Der Öffentliche Dienst ist zwar Deutscher Meister bei befristeten Arbeitsverträgen – kein Sektor beschäftigt mehr Mitarbeiter mit Arbeitsverträgen, die ohne Angabe von Sachgründen zeitlich befristet sind. Das hat Union und SPD aber nicht davon abgehalten, der Wirtschaft deutliche Beschränkungen bei der Befristung anzukündigen. Laut Statistischem Bundesamt sind momentan etwa 8,5% der rd. 40 Mio. Arbeitnehmer befristet angestellt. Nahezu jeder zweite davon hat einen befristeten Vertrag ohne Angabe eines sachlichen Grundes.

Konkret plant die neue Große Koalition drei neue Höchstgrenzen. So dürfen Arbeitgeber mit mehr als 75 Beschäftigten künftig nur noch maximal 2,5% der Belegschaft sachgrundlos befristen. Eine solche Befristung darf höchstens 18 Monate (aktuell: 24 Monate) dauern. Darin enthalten ist nur eine mögliche Verlängerung (aktuell: dreimalig). Eine Befristung ist nicht zulässig, wenn mit demselben Arbeitgeber zuvor ein unbefristetes Arbeitsverhältnis bestanden hat. Sie ist auch dann nicht mehr möglich, wenn der Mitarbeiter schon mit befristeten Verträgen mit einer Gesamtdauer von fünf oder mehr Jahren beschäftigt war.

Die geplanten Regelungen nehmen einen guten Teil der Flexibilität, die Arbeitgeber seit dem Beschäftigungsförderungsgesetz von 1985 genießen, wieder zurück. Sie folgen aber auch der Rechtsprechung des Bundesarbeitsgerichts, das bereits 2012 feststellte, dass Kettenbefristungen unter Umständen missbräuchlich und deshalb unwirksam sein können.

Übergangsfristen nutzen und Alternativen prüfen

Zwar wird es vor und bei der praktischen gesetzlichen Umsetzung noch Vorlaufzeiten und Übergangsfristen geben. Klar ist aber, dass Unternehmen, deren Geschäftsmodell zu einem großen Teil auf sachgrundloser Befristung beruht, umdenken müssen – bis hin zu einer Umgestaltung ihrer geschäftlichen Aktivitäten. In vielen Betrieben dürfte es auch möglich sein, Alternativen zur sachgrundlosen Befristung einzusetzen.

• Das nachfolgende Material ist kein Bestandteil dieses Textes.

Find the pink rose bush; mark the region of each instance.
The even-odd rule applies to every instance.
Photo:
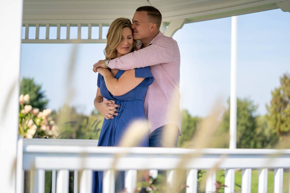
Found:
[[[30,139],[37,136],[53,137],[57,129],[51,116],[51,110],[40,111],[29,104],[30,100],[28,94],[21,94],[19,97],[19,134]]]

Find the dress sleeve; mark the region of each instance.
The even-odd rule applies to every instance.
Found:
[[[150,71],[150,66],[135,69],[135,77],[145,78],[138,86],[148,87],[153,83],[154,78]]]
[[[100,88],[100,87],[101,86],[101,82],[102,81],[102,77],[103,76],[102,74],[99,73],[98,73],[98,81],[97,82],[97,85],[98,85],[98,87],[99,88]]]

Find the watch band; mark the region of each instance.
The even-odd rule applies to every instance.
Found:
[[[105,64],[106,65],[106,67],[107,67],[107,68],[109,68],[109,61],[110,61],[109,60],[105,59]]]

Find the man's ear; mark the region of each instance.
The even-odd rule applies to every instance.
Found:
[[[151,25],[150,26],[150,31],[154,31],[154,30],[156,28],[156,27],[157,25],[156,25],[156,24],[151,24]]]

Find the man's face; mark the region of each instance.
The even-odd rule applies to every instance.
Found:
[[[132,19],[133,24],[133,37],[134,40],[142,40],[148,38],[150,34],[151,23],[148,21],[147,13],[145,11],[136,11]]]

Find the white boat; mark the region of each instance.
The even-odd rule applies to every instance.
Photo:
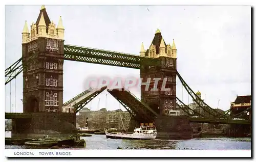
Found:
[[[157,137],[157,130],[155,126],[141,126],[134,129],[133,133],[111,132],[111,129],[104,128],[106,138],[146,140],[155,139]]]

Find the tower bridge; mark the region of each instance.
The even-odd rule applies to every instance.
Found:
[[[24,113],[6,113],[6,118],[12,119],[14,134],[40,133],[40,130],[46,129],[66,132],[74,131],[76,114],[107,89],[104,87],[87,90],[63,103],[64,60],[139,69],[140,78],[144,82],[148,78],[161,78],[156,86],[158,91],[150,91],[155,87],[153,82],[149,83],[150,91],[145,90],[146,85],[141,86],[141,99],[124,89],[108,89],[133,116],[133,127],[141,122],[154,122],[160,134],[165,132],[165,136],[173,136],[171,134],[177,132],[179,137],[185,134],[185,138],[189,138],[189,122],[251,124],[249,115],[244,115],[248,112],[251,115],[250,104],[246,105],[247,109],[238,113],[232,107],[221,112],[211,107],[201,98],[201,94],[193,91],[177,71],[177,49],[174,39],[172,45],[166,44],[158,29],[148,49],[145,49],[142,43],[139,56],[65,44],[64,36],[61,17],[56,27],[44,6],[36,22],[32,23],[30,31],[25,22],[22,32],[22,57],[5,71],[6,85],[23,72]],[[177,97],[177,76],[199,110],[191,109]],[[163,84],[168,90],[161,90]],[[74,109],[67,111],[69,106]],[[182,111],[182,116],[171,116],[172,110]],[[245,119],[236,120],[241,114]],[[67,127],[64,123],[70,126],[69,129],[64,130]],[[60,128],[57,128],[59,124],[63,125]]]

Der Koalitionsvertrag spricht von „Arbeitgebern““, die von der Höchstgrenze von 2,5% bei sachgrundloser Befristung betroffen sind. Wie diese Eigenschaft im Gesetz genau definiert werden wird, ist noch offen. Es besteht die Möglichkeit, dass Unternehmen durch geeignete Umstrukturierungen besonders betroffene Betriebsteile noch unter der Grenze von 75 Beschäftigten halten können. Auch ist unklar, ob bei der Schwelle von 75 Mitarbeitern auch die Auszubildenden mitzählen.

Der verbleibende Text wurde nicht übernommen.